Digital health technologies (DHTs) can transform neurological assessments, improving quality and continuity of care. In the United States, the Food & Drug Administration (FDA) oversees the safety and efficacy of these technologies, employing a detailed regulatory process that classifies devices based on risk and requires rigorous review and post-market surveillance. Following FDA approval, DHTs enter the Current Procedural Terminology, Relative Value Scale Update Committee, and Centers for Medicare & Medicaid Services coding and valuation processes leading to coverage and payment decisions. DHT adoption is challenged by rapid technologic advancements, an inconsistent evidence base, marketing discrepancies, ambiguous coding guidance, and variable health insurance coverage. Regulators, policymakers, and payers will need to develop better methods to evaluate these promising technologies and guide their deployment.

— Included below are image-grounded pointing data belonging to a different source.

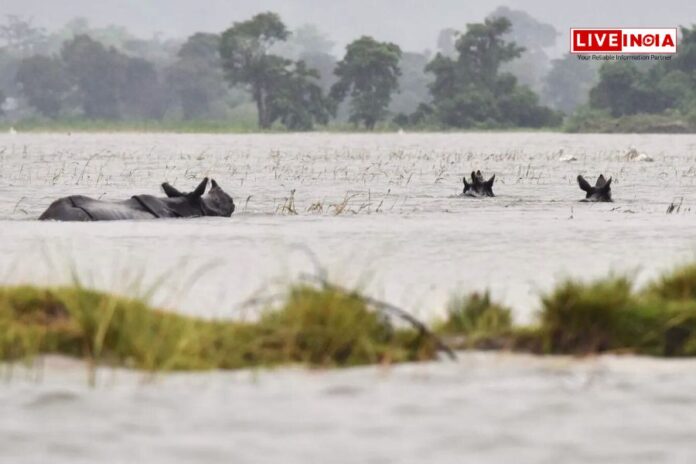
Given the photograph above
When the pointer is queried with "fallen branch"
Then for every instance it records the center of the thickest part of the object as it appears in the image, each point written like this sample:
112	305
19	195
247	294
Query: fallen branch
388	308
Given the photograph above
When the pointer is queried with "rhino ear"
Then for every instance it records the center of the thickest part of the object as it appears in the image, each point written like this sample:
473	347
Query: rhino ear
170	191
200	190
584	185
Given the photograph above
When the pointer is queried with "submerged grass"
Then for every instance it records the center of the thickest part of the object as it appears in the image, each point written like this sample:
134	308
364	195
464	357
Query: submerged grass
580	318
327	326
317	327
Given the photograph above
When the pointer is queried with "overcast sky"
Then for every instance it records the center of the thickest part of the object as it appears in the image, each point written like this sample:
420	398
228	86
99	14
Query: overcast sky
412	24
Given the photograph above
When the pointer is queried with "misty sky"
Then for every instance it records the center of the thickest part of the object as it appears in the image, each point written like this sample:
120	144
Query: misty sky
411	24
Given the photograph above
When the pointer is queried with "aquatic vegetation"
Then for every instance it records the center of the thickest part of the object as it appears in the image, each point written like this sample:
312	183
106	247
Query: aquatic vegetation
323	325
316	327
475	314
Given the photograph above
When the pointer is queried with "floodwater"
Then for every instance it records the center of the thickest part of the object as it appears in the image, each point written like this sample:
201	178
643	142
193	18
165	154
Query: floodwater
485	408
379	212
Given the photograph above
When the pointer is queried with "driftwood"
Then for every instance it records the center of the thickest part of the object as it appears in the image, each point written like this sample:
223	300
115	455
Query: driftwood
387	308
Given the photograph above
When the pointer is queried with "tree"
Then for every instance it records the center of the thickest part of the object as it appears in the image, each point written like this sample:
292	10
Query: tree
534	36
196	78
567	84
369	72
110	84
470	90
413	83
44	83
244	49
21	37
298	101
98	73
445	42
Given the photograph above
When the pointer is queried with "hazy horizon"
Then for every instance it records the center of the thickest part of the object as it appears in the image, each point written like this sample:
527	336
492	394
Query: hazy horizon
413	25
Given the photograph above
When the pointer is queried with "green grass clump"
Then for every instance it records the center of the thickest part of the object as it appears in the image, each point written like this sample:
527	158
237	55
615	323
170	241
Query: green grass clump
606	315
585	318
316	327
679	284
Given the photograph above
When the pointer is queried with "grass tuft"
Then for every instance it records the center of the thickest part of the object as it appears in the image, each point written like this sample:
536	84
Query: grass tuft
315	327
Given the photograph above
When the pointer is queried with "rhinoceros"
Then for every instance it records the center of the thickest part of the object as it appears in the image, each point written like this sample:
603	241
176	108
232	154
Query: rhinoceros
175	205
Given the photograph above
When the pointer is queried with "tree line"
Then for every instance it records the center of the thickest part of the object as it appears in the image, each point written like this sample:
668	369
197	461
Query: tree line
491	74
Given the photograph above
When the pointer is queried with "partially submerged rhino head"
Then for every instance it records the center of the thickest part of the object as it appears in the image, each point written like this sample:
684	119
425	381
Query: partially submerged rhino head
214	203
478	187
175	205
600	192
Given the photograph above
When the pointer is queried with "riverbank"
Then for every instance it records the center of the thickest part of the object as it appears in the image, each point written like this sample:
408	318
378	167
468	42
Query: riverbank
321	325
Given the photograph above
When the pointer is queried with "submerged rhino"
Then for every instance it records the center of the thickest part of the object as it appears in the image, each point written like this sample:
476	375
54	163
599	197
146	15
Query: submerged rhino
176	205
478	186
600	192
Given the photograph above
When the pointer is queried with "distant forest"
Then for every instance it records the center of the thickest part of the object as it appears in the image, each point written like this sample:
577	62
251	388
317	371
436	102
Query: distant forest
258	74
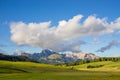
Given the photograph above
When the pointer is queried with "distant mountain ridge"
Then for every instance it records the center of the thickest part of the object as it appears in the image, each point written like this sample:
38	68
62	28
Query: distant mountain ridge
50	56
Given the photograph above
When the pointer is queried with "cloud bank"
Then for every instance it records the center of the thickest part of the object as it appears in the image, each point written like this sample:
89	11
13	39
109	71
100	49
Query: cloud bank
109	46
63	37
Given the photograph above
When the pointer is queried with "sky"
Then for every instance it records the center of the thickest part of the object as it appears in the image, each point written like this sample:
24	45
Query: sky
60	25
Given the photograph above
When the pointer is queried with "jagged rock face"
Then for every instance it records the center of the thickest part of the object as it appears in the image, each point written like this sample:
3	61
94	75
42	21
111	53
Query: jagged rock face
83	56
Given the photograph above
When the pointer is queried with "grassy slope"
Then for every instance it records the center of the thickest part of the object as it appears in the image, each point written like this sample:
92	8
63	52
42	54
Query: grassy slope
34	71
106	66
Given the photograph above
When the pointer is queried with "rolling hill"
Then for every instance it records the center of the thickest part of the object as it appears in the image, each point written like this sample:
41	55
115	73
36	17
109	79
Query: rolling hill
34	71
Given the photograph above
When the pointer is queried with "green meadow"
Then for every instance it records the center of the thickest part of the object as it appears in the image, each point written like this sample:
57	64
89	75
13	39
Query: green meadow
34	71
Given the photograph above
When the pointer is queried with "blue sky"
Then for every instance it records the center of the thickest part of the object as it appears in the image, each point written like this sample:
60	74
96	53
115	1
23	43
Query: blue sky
38	11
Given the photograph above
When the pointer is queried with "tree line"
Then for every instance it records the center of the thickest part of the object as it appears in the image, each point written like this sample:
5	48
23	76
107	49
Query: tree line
79	62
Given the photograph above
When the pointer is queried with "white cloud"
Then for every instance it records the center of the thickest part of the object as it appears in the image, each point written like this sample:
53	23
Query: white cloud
43	35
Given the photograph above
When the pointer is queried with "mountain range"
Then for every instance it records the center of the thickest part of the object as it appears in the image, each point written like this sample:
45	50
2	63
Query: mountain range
52	57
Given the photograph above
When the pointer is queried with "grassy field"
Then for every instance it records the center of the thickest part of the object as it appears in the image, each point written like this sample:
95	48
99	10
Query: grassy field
34	71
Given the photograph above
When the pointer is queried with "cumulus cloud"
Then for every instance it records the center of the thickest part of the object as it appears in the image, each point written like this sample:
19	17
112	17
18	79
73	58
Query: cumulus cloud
109	46
59	37
2	51
3	45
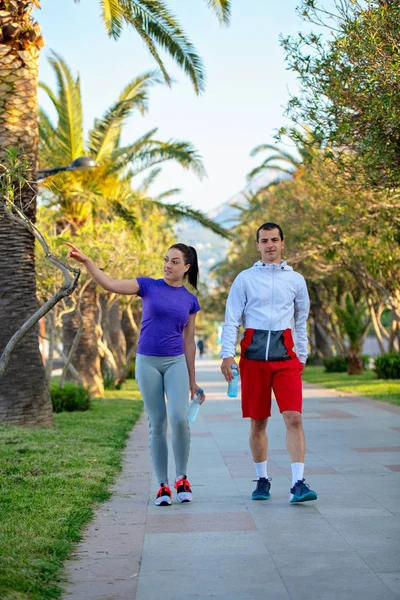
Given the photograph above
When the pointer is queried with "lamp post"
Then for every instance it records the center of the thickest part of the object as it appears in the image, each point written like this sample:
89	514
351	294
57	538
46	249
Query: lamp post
83	163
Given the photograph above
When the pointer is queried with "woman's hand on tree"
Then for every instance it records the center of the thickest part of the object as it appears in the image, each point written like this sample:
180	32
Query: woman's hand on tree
75	253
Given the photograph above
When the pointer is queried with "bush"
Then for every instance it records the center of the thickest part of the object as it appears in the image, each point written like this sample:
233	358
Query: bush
335	364
366	360
69	398
109	384
131	372
387	366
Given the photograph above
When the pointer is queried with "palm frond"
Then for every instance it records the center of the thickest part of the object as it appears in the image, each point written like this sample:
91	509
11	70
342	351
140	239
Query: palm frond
179	211
122	156
147	181
153	152
265	166
127	215
111	14
157	26
69	110
222	9
262	148
46	137
168	194
104	136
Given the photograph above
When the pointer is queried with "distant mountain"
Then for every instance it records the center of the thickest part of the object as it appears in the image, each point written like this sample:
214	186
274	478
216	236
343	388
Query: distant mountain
211	248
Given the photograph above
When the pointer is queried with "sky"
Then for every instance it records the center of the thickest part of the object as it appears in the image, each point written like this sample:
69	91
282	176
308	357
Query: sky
248	84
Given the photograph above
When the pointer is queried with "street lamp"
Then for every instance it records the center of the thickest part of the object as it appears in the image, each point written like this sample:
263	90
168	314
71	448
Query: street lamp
83	163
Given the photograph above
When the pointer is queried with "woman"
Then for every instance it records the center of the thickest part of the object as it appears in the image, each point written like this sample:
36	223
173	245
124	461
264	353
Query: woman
165	357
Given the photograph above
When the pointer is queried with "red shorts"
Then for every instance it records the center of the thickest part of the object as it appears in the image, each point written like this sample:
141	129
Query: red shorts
259	377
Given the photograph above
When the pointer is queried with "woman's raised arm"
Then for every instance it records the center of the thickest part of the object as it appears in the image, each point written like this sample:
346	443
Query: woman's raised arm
128	287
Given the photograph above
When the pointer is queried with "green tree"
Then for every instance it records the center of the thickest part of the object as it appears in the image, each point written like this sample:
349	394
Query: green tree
24	396
94	197
356	322
350	76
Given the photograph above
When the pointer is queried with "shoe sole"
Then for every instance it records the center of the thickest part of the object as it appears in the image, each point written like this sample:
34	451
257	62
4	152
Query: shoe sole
163	502
305	498
183	501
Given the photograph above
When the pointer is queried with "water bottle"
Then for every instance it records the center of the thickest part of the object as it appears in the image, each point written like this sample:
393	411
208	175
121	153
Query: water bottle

This includes striking a balance between patient safety and clinical effectiveness versus promotion of innovation, especially as DHTs increasingly incorporate artificial intelligence. Data validity, cybersecurity, risk management, societal, and ethical responsibilities should be addressed. Regulatory advances can support adoption of these promising tools by ensuring DHTs are safe, effective, accessible, and equitable.

中文翻译：

---

探索美国神经数字健康技术的监管环境

数字健康技术 (DHT) 可以改变神经评估，提高护理质量和连续性。在美国，食品和药物管理局 (FDA) 负责监督这些技术的安全性和有效性，采用详细的监管流程，根据风险对设备进行分类，并要求进行严格的审查和上市后监督。 FDA 批准后，DHT 进入当前程序术语、相对价值量表更新委员会以及医疗保险和医疗补助服务中心的编码和评估流程，从而做出承保和支付决策。 DHT 的采用面临着快速的技术进步、不一致的证据基础、营销差异、模糊的编码指导和可变的健康保险覆盖范围的挑战。监管机构、政策制定者和付款人需要开发更好的方法来评估这些有前景的技术并指导其部署。这包括在患者安全和临床有效性与促进创新之间取得平衡，特别是在 DHT 越来越多地融入人工智能的情况下。应解决数据有效性、网络安全、风险管理、社会和道德责任。监管进步可以确保 DHT 的安全、有效、可访问和公平，从而支持这些有前途的工具的采用。